O estudo dos indicadores de educação revelou que, durante a construção e operação, a rede pública experimenta redução do número de matrículas no ensino fundamental de cerca de 15% em cada etapa. Relação semelhante não é observada na rede particular ou no ensino médio. As hipóteses explicativas para este efeito também serão tratadas futuramente.

Por fim, nenhum dos dois indicadores ambientais avaliados - referentes a desmatamento e cobertura vegetal - apresenta comportamento diferenciado. Neste caso, o resultado sugere que a relação entre a implementação de hidrelétricas e o desmatamento responde a uma dinâmica mais complexa que aquela comumente divulgada.
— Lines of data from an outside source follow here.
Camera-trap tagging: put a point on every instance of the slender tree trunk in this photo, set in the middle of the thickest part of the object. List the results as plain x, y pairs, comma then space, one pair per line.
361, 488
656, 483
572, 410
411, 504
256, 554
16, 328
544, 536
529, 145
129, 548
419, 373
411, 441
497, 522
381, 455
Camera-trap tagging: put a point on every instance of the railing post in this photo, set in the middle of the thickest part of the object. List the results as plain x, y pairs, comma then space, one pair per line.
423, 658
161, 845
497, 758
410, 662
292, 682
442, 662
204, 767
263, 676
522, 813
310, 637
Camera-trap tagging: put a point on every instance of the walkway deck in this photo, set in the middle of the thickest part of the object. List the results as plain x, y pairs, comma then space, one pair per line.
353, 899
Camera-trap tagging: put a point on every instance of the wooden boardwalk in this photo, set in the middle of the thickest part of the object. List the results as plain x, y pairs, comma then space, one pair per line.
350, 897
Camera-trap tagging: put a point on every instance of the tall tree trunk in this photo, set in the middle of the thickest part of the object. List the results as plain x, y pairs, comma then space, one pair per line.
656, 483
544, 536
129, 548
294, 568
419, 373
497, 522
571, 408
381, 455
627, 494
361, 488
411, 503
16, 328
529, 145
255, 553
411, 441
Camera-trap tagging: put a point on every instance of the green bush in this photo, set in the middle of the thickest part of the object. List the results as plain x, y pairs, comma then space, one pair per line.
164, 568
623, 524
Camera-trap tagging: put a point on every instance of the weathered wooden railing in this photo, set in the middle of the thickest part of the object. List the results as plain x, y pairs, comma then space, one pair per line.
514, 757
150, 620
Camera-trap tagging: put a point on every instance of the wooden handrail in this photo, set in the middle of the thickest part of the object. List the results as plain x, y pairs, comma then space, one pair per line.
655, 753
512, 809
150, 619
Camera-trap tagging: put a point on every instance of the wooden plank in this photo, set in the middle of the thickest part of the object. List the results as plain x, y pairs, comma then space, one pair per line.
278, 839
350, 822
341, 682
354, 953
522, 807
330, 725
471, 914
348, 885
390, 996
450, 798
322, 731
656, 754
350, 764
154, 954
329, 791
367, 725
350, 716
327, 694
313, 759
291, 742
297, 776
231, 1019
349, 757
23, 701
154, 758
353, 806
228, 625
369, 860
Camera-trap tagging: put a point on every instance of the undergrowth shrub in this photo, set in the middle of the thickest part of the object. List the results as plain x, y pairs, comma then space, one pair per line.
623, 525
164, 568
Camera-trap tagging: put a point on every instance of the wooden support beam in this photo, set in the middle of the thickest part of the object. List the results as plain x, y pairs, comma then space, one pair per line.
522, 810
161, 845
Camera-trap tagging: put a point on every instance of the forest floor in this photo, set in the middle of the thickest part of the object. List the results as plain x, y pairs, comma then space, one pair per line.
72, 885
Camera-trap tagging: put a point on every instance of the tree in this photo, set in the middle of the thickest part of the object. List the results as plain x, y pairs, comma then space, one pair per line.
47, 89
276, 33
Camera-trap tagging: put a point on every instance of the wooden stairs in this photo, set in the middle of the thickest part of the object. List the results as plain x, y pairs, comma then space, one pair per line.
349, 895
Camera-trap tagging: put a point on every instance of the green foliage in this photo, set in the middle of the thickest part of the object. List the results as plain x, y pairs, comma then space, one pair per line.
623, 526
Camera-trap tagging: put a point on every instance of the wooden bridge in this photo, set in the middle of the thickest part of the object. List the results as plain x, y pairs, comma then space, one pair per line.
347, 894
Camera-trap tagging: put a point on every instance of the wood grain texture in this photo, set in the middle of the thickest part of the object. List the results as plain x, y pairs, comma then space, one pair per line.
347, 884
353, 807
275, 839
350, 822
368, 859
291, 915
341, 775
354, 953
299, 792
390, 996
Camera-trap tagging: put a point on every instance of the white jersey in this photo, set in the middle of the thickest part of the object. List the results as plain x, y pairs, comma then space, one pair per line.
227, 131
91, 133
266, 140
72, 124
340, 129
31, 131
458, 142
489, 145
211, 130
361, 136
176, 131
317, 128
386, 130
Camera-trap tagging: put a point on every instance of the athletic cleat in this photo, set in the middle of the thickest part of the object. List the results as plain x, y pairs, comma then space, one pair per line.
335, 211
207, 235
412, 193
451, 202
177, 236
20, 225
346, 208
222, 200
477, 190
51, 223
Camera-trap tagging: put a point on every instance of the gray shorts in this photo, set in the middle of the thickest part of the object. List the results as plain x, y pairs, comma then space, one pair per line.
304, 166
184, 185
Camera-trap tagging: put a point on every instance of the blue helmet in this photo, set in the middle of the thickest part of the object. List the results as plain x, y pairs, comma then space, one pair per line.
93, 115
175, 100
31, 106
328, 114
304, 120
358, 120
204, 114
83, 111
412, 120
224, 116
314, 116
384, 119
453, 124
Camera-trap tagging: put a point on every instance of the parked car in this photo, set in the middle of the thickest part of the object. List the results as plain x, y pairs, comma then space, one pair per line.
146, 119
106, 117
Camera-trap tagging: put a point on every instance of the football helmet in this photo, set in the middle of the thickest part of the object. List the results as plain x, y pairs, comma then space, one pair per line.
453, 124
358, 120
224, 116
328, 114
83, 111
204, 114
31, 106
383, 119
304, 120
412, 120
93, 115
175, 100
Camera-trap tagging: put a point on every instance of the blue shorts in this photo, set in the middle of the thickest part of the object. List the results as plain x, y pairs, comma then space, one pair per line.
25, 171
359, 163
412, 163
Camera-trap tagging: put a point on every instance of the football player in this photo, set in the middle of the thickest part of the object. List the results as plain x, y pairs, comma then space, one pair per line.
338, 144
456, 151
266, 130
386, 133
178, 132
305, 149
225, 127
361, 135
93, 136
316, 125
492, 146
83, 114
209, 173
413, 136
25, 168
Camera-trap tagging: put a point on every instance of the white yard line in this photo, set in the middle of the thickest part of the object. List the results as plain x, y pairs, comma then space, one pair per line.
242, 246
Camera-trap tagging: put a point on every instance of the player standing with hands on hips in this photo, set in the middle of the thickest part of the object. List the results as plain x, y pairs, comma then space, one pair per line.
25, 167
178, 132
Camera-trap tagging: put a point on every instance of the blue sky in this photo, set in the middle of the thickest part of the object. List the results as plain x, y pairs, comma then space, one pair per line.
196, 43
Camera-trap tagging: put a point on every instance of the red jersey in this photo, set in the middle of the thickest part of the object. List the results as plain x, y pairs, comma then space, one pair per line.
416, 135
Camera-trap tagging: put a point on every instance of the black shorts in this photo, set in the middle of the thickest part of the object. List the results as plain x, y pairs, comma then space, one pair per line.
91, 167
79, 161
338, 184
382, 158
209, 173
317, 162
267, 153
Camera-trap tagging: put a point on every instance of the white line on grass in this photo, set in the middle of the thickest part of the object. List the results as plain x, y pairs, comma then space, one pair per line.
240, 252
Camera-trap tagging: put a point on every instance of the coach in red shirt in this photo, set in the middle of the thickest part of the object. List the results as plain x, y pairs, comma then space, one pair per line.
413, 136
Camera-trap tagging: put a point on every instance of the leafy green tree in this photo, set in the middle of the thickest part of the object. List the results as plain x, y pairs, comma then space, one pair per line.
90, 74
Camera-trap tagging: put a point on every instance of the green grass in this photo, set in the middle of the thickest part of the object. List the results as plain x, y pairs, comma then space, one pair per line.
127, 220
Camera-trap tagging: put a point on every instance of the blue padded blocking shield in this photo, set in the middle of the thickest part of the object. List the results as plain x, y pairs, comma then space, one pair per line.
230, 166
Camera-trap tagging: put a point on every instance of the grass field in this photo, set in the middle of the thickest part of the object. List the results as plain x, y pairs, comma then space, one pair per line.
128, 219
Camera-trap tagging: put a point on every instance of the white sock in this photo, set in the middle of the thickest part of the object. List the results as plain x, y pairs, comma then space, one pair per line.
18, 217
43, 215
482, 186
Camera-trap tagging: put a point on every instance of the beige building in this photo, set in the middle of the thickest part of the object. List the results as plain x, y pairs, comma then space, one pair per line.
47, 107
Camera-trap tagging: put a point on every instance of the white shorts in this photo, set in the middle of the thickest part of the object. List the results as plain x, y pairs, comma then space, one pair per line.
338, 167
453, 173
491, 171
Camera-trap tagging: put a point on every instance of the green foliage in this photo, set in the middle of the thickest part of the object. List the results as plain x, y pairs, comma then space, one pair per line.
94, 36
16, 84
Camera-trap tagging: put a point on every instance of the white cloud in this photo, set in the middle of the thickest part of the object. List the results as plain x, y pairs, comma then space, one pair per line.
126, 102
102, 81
No entanto, os indicadores estudados se limitam a municípios da região Norte, o que restringiu a abrangência das análises.

A avaliação da sustentabilidade de hidrelétricas é complexa e requer a observação de um amplo conjunto de fatores que extrapola o conteúdo do projeto. Impactos como a perda de biodiversidade e interferências nos modos de vida de populações tradicionais e na atividade pesqueira, entre outros, carecem de indicadores municipais e, portanto, não puderam ser avaliados.

Apesar disto, o estudo constitui um importante passo na consolidação de informações quantitativas que poderão orientar o processo decisório sobre a construção de novas hidrelétricas. Os benefícios dessa iniciativa se revertem para todo o país, que passará a contar com técnicas objetivas de avaliação do desempenho de suas usinas. Espera-se, assim, elevar o patamar do debate acerca do impacto de hidrelétricas e contribuir para a formulação de políticas públicas que compatibilizem segurança energética e o desenvolvimento sustentável no Brasil.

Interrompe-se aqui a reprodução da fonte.